# Mein kleiner Teich



## chrisgruebl (15. Apr. 2008)

Servus

Nun wurde er doch endlich angelegt der Teich (Teich wurde im Kopf schon vor Jahren gebaut) , wurde zwar kleiner wie mal gedacht und 'nur' ein Naturteich (geplant), aber jetzt kommen auch ein paar Fische rein.

Von der größe her ist er ca. 6x3 meter, 1/3 davon ist 'Flachwasser' bzw. Sumpfbereich, weiters noch ein kleiner Bachlauf mit ca. 5m Länge (in Bau)

Ein paar erste Bilder gibt es schon, aber das 'einpflanzen' etc. ist aktuell wieder verschoben (bei 5 Grad und Regen macht es keinen Spaß... :-( )

Weiters fehlen auch so noch einige Sachen rundherum, aber das Wetter wird ja hoffentlich mal wieder besser, dann geht es da auch weiter...

Foto 


Dann werden hoffentlich auch die Pflanzen mal 'gas geben', bin schon neugerig wie es sich entwickeln wird.


----------



## Eugen (15. Apr. 2008)

*AW: Mein kleiner Teich*

Hallo Chris,

scheint ein schönes Teichlein zu werden.  

Auf dem Bild sieht es so aus,als ob noch Wasser fehlen würde.
Dann sitzen für mein Dafürhalten die Sumpfdotterblumen zu tief.
Wenn sie nur "sumpfig" stehen, werden sie sich noch viel besser entwickeln.


----------



## chrisgruebl (15. Apr. 2008)

*AW: Mein kleiner Teich*



			
				Eugen schrieb:
			
		

> scheint ein schönes Teichlein zu werden.
> 
> Auf dem Bild sieht es so aus,als ob noch Wasser fehlen würde.
> Dann sitzen für mein Dafürhalten die Sumpfdotterblumen zu tief.
> Wenn sie nur "sumpfig" stehen, werden sie sich noch viel besser entwickeln.

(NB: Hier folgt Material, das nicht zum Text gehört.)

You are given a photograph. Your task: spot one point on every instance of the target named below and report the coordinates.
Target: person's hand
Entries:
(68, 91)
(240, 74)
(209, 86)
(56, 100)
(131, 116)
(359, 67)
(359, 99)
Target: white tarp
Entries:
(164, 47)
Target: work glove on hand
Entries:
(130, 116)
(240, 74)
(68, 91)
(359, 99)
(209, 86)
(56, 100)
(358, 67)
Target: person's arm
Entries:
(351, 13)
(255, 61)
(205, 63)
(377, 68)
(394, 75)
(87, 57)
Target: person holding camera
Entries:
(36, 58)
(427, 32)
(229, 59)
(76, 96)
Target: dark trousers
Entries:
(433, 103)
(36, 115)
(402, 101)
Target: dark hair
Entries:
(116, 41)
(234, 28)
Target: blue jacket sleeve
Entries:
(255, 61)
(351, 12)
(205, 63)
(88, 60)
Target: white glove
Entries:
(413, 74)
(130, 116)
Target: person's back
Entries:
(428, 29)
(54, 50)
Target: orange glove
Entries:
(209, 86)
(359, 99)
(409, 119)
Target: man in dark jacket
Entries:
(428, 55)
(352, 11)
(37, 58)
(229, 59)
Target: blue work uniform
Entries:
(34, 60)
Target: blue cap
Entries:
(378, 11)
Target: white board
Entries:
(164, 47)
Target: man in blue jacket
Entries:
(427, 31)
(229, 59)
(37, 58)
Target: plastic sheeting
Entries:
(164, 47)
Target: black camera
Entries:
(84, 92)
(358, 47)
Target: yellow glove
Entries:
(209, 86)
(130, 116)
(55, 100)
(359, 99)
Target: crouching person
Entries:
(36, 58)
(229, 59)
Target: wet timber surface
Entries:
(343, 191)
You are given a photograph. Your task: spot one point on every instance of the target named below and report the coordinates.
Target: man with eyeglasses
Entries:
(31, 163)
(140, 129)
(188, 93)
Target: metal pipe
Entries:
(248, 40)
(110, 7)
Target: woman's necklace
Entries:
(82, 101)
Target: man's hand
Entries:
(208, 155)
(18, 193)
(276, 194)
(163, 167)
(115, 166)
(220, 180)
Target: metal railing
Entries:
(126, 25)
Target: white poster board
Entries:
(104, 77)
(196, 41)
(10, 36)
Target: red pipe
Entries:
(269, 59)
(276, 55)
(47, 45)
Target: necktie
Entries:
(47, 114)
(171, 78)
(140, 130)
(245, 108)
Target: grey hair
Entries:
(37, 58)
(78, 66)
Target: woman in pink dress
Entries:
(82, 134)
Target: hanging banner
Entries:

Tnx, mal schauen wie der noch wird, ja auf dem Bild fehlen noch ca 5cm Wasser, ursprünglich sollte das ganze 'seichter' werden, aber die Höhendiff. war dann doch zu groß (von dem einem zum anderen Eck...)... dadurch wurde die Mauer links höher und somit auch der ganz Wasserspiegel... beim nächsten mal wird ordentlich mit der Schlauchwasserwaage ausgemessen.... 

Jetzt sind die Sumpfdotterblumen ca. 10cm im Wasser... (ok, habe Lehm druntergegeben damit sie nicht ganz so tief stehen), wie am besten 'höher' bringen? Noch mehr Lehm drunter oder Kies? (zz Lehm drunter und ein wenig Flusskies 6-8mm drüber, damit es den Lehm nicht so leicht wegwaschen kann.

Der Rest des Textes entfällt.